# Skyline Roofing USA Launches RoofScamHelp.com



## Grumpy (Oct 29, 2008)

*Skyline Roofing USA Launches RoofScamHelp.com*

04/26/2011*LONGMONT, CO -- *A new website, www.RoofScamHelp.com recently went live to help families who have been scammed by dishonest roofing companies. Owner of Skyline Roofing USA, Jeff Posey, envisioned the non-profit as a means of helping those in need and he is thrilled by its launch. The idea to begin RoofScamHelp.com came to Jeff when he heard the story of a single mom and middle school art teacher who was sold a roof that was never supplied to her. The roofers took her money and disappeared. A year later and after many challenges, the roofing company dropped materials in her driveway where they remained for another year and a half. Clearly, those roofers would not be installing her roof as promised. And because the mom gave all of her money to the fraudulent roofing company, she could not afford to hire new roofers. In hearing this story and knowing that roofers tend to have a negative reputation for such situations, Jeff wanted to do something to help. Skyline Roofing USA has since installed the mother's new roof free of charge and so www.RoofScamHelp.com begins.
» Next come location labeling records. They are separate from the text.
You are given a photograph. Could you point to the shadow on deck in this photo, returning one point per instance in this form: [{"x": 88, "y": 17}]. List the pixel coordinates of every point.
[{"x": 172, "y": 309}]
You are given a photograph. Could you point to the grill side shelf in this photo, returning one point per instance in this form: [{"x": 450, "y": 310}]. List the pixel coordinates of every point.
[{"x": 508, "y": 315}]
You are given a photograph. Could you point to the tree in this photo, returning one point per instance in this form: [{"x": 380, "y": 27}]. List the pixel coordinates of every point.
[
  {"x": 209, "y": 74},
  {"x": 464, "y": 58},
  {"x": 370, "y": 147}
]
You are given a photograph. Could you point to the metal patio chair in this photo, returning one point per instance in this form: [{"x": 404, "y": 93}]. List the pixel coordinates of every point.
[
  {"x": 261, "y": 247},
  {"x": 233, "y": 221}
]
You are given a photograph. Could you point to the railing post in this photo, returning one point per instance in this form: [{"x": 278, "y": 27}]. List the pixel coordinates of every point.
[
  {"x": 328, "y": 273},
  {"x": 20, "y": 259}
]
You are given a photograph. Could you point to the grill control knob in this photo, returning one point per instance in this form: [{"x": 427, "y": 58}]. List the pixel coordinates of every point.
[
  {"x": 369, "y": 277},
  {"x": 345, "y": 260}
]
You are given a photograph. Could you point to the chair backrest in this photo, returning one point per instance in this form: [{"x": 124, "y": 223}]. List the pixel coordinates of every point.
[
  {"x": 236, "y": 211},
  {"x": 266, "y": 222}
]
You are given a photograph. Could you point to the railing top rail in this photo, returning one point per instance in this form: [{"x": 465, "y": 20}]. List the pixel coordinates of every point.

Jeff is looking for insurance companies, contractors, suppliers, associations and manufacturers to get involved with RoofScamHelp.com in order to come together and help make roofing a first class industry. Not only do roofers need to follow through on the jobs to which they commit, but insurance companies also need to be responsible to customers who need new roofs. Posey states, "I want to see the roofing industry disappear off the top ten list of biggest industry scams and RoofScamHelp.com is the first step towards doing so."


----------